String Types in Rust 2016 / 03 / 27· Rust ·Reading time: 10 minutes
Rust has many pairs of string types, each with a distinct purpose. Understanding those purposes helps with understanding Rust itself.
This seems to be a common issue, so let’s talk about the different string types in the Rust programming language. In this post I’m going to explain the organization of Rust’s string types with String
and str
as examples, then get into the lesser-used string types—CString
, CStr
, OsString
, OsStr
, PathBuf
, and Path
—and how the Cow
container can make working with Rust strings easier.
This was originally published on a different site.This is a reproduction of a post of mine which was originally published on a now-defunct programming blog called “Suspect Semantics”. I am reproducing it here to give me something to refer to, as there have been times where I wanted to point people to this article. I don’t have any intent of bringing the original site back in full, but at least some of the content was good and is still reasonably correct and relevant to be worth preserving.

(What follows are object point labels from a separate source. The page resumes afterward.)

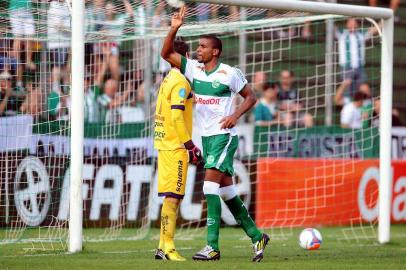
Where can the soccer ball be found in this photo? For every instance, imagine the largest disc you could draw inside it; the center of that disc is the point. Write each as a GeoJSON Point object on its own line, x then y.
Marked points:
{"type": "Point", "coordinates": [310, 239]}
{"type": "Point", "coordinates": [175, 3]}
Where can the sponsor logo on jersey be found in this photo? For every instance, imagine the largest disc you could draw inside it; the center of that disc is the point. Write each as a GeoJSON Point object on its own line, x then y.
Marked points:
{"type": "Point", "coordinates": [159, 134]}
{"type": "Point", "coordinates": [210, 159]}
{"type": "Point", "coordinates": [215, 83]}
{"type": "Point", "coordinates": [208, 101]}
{"type": "Point", "coordinates": [222, 71]}
{"type": "Point", "coordinates": [159, 117]}
{"type": "Point", "coordinates": [210, 221]}
{"type": "Point", "coordinates": [182, 92]}
{"type": "Point", "coordinates": [179, 183]}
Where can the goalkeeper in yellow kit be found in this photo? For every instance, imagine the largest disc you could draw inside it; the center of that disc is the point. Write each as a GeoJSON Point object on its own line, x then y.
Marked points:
{"type": "Point", "coordinates": [172, 138]}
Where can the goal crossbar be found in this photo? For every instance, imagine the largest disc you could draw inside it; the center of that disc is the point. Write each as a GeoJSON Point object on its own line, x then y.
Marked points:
{"type": "Point", "coordinates": [308, 6]}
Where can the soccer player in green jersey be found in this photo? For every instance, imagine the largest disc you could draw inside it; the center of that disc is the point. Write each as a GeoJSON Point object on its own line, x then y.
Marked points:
{"type": "Point", "coordinates": [215, 85]}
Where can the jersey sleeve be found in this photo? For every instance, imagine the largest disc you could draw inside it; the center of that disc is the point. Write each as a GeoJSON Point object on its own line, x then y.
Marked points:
{"type": "Point", "coordinates": [238, 80]}
{"type": "Point", "coordinates": [346, 115]}
{"type": "Point", "coordinates": [186, 67]}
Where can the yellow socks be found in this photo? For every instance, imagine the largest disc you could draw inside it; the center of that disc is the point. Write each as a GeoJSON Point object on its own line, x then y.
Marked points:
{"type": "Point", "coordinates": [168, 225]}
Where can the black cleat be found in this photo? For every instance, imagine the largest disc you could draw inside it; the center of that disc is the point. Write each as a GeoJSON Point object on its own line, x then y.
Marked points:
{"type": "Point", "coordinates": [207, 254]}
{"type": "Point", "coordinates": [259, 248]}
{"type": "Point", "coordinates": [160, 254]}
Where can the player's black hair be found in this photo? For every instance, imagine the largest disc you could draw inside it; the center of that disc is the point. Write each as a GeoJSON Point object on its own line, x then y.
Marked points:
{"type": "Point", "coordinates": [215, 41]}
{"type": "Point", "coordinates": [269, 85]}
{"type": "Point", "coordinates": [181, 46]}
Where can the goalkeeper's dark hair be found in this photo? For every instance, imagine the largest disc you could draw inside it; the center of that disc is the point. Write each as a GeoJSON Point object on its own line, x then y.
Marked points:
{"type": "Point", "coordinates": [216, 42]}
{"type": "Point", "coordinates": [180, 46]}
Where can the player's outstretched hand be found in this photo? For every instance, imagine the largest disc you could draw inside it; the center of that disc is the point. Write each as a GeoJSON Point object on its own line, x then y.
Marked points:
{"type": "Point", "coordinates": [195, 154]}
{"type": "Point", "coordinates": [228, 122]}
{"type": "Point", "coordinates": [178, 17]}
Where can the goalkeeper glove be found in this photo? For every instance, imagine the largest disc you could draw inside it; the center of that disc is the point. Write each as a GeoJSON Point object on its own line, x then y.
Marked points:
{"type": "Point", "coordinates": [195, 154]}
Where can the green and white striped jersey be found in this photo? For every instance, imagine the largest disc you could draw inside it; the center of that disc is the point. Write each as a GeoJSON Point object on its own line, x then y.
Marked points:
{"type": "Point", "coordinates": [214, 91]}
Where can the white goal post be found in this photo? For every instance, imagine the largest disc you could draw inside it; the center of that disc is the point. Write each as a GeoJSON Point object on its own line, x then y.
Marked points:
{"type": "Point", "coordinates": [77, 118]}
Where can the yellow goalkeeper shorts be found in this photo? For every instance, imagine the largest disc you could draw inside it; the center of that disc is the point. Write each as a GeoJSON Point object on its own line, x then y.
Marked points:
{"type": "Point", "coordinates": [172, 172]}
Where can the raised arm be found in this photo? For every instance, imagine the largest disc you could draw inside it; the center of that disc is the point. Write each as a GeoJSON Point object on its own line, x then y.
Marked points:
{"type": "Point", "coordinates": [100, 75]}
{"type": "Point", "coordinates": [168, 52]}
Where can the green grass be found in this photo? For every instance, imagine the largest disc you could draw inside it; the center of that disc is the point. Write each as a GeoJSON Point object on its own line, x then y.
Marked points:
{"type": "Point", "coordinates": [236, 254]}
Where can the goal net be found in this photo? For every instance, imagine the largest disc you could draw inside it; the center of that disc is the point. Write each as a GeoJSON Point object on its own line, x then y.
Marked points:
{"type": "Point", "coordinates": [308, 153]}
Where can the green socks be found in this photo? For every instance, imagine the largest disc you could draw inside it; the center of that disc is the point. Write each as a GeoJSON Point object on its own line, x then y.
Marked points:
{"type": "Point", "coordinates": [243, 218]}
{"type": "Point", "coordinates": [213, 220]}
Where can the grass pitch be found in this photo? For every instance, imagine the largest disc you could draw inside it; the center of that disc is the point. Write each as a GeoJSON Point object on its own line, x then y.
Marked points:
{"type": "Point", "coordinates": [236, 252]}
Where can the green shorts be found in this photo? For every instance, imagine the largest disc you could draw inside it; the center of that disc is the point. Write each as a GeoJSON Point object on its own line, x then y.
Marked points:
{"type": "Point", "coordinates": [218, 152]}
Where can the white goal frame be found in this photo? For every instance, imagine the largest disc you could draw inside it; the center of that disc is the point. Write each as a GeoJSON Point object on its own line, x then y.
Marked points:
{"type": "Point", "coordinates": [77, 120]}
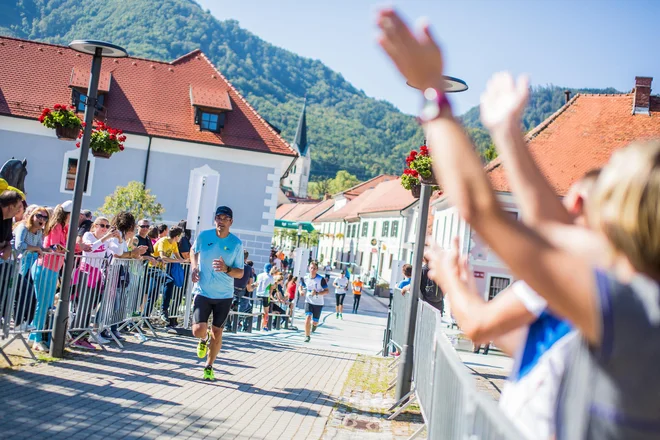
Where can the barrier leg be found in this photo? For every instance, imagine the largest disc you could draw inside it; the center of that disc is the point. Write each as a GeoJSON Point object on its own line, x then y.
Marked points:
{"type": "Point", "coordinates": [403, 408]}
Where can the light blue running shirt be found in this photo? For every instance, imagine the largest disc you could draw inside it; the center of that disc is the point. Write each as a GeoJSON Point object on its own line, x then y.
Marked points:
{"type": "Point", "coordinates": [212, 284]}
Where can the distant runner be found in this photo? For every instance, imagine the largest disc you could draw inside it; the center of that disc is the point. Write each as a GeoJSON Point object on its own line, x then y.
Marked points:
{"type": "Point", "coordinates": [341, 284]}
{"type": "Point", "coordinates": [216, 260]}
{"type": "Point", "coordinates": [357, 293]}
{"type": "Point", "coordinates": [313, 287]}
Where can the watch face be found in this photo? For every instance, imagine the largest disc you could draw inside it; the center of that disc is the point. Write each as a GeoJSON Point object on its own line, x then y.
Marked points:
{"type": "Point", "coordinates": [430, 110]}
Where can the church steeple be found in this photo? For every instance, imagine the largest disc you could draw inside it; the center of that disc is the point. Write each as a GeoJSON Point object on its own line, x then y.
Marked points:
{"type": "Point", "coordinates": [300, 141]}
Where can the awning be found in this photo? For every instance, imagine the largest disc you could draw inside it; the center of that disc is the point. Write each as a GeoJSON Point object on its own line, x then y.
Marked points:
{"type": "Point", "coordinates": [287, 224]}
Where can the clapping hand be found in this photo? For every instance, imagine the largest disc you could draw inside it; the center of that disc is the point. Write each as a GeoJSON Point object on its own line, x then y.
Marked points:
{"type": "Point", "coordinates": [504, 101]}
{"type": "Point", "coordinates": [448, 269]}
{"type": "Point", "coordinates": [418, 57]}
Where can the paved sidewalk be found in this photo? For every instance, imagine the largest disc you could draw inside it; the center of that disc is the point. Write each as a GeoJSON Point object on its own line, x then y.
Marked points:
{"type": "Point", "coordinates": [153, 390]}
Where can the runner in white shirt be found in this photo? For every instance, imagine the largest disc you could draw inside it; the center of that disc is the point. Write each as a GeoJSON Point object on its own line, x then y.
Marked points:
{"type": "Point", "coordinates": [341, 288]}
{"type": "Point", "coordinates": [313, 287]}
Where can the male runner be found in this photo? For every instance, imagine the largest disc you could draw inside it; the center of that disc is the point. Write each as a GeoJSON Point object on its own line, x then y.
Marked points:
{"type": "Point", "coordinates": [313, 287]}
{"type": "Point", "coordinates": [216, 260]}
{"type": "Point", "coordinates": [341, 287]}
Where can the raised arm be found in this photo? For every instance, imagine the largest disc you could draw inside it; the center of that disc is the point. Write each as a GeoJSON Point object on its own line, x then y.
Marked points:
{"type": "Point", "coordinates": [565, 280]}
{"type": "Point", "coordinates": [502, 105]}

The most important thing to understand is that string types in Rust come in pairs, which I’ll call the “owned” variety and “slice” variety (the term “variety” is being used here to mean roughly “set of types”, to make clear that “owned” and “slice” are not actual Rust types, but a notion of organization for Rust’s string types). The “owned” variety of strings—String
, CString
, OsString
, and PathBuf
—have ownership over their contents (hence the name!), and can grow or shrink. The “slice” variety of strings—str
, CStr
, OsStr
, and Path
—are views into some collection of characters. There’s also the Cow
wrapper type, which can make working with the two varieties of strings easier while retaining good performance characteristics.
“Owned” vs. “Slice” varieties of Strings
String
and str
are, by far, the most common string types in Rust, so I will use them to illustrate the difference between the two varieties of string types. String
(the “owned” variety of string type) is a wrapper for a heap-allocated buffer of UTF-8–encoded unicode codepoints. str
(the “slice” variety of string type) is a buffer of UTF-8–encoded unicode codepoints that may be on the heap or in the program memory itself.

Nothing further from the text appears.